By Larry Walton
Dave Butler, a fourth-generation rancher at Spring Cove Ranch in Southern Idaho, has been tackling some home-improvement projects on the 65-year-old house his dad grew up in. He had several reasons to add and upgrade windows, a project that would improve energy efficiency, add light, increase air circulation, and provide some new views of the valley to his west.
One of the recurring themes of this project was the desire to extend the size of the windows. Some grew vertically, bringing the bottom of the window closer to the floor. Several others were made wider, which required more work because we had to replace the headers in the framing above the wider window openings.
Whenever there is an opening in a load-bearing wall, an adequate support must span the opening to carry the part of the house that is above it. Most of the time this support is a header beam of sufficient dimensions to carry the load above the door or window. The header must be supported on both ends by vertical framing members, usually a trimmer attached to a king stud. It was this requirement for a longer header that made this project a bit more substantial than a standard window replacement. We determined the lumber dimensions of our header by consulting the code book.
We removed the window, removed the interior trim, exposed the framing by removing some drywall, took out the existing header, cut out some framing, built and installed a new header, installed the window, replaced and finished the drywall, and trimmed the window inside and out.
Step by Step
One of my favorite techniques for removing aluminum frame windows is to drive the nail through the flange with a nail set or punch.
Removing the old window was easier with the slider and screen removed first.
We removed the interior trim, starting with the casing, prior to removing the surround boards.
Removing the surround boards exposed the window framing.
We had the new window on site so we could get accurate measurements for the rough opening. Our goal was to provide an extra 1/2 inch of room for leveling and shimming.
We marked the new rough opening on the interior wall and then went to the next stud outside of the opening and cut the drywall vertically with a utility knife along the center of the stud.
We removed the drywall from floor to ceiling in the area where the new window would extend.
On the studs that needed to be moved, we used a flat bar to pry open space for a reciprocating saw blade and cut the stud-to-plate nails.
Still working from the interior, we pried between stud and sheeting just enough to use a long reciprocating saw blade to cut the sheeting nails.
We projected a line from the bottom of the sill onto the adjacent studs and trimmer so they could be cut for the new section of sill. We used a reciprocating saw to cut the framing for the extended sill.
Cutting a random section out of the king stud and trimmer made removal easier.
We cut the existing sill in the center of a cripple to make a splice point for the sill extension.
Prying between the old header and sheeting made enough room for a long reciprocating saw blade to cut the nails.
After cutting enough nails, Dave removed the old header.
Dave used a six-foot level to lay out the rough opening on the interior side of the sheeting.
He followed his layout lines to cut the sheeting and siding from the inside using a reciprocating saw.
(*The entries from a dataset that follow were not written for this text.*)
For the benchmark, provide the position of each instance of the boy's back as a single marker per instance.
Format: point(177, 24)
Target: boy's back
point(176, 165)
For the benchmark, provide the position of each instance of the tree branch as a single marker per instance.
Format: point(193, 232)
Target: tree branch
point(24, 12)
He used a combination square to mark where to cut the siding for the window flange. Note: This cut was wide enough for the window flange but not wide enough for the exterior trim boards. The exact siding cut for the trim would be made after window installation.
Dave marked and cut one of the existing studs to serve as a trimmer to support the new header.
He pinned through the sheeting into the trimmer to keep it in position along the edge of the window rough opening.
Dave cut and installed a new section of window sill framing to support the bottom of the wider window.
After cutting the two header boards to length, he tacked 1/2″ spacers on one board before sandwiching them between the two header boards. It’s important to crown both header boards and flip or turn them so the crowns match before nailing them both together. We determined the crown by sighting down the length of the board being sure to put the concave side of the curve down on both halves of the header.
The two halves of the header were fastened together with 16d framing nails.
Dave found an unsuspecting cowboy wandering by to give him a hand installing the header. He nailed the header into the king studs on both ends and through the sheeting into the header in the center.
With the new window opening all framed up, the crew got to work installing the new window.
With the window installed, Dave installed new drywall. Next came tape, mud, sand, texture, primer and paint. Because of the need to expose framing, the drywall repair portion of the project adds a lot of work compared to installing a window of the same size.
We used the exterior trim boards to mark and cut the siding before installing the trim. Because we made the framing changes from the interior side of the wall, it took very little work to complete the exterior.
We built and installed window surrounds and casing to complete the interior part of the job.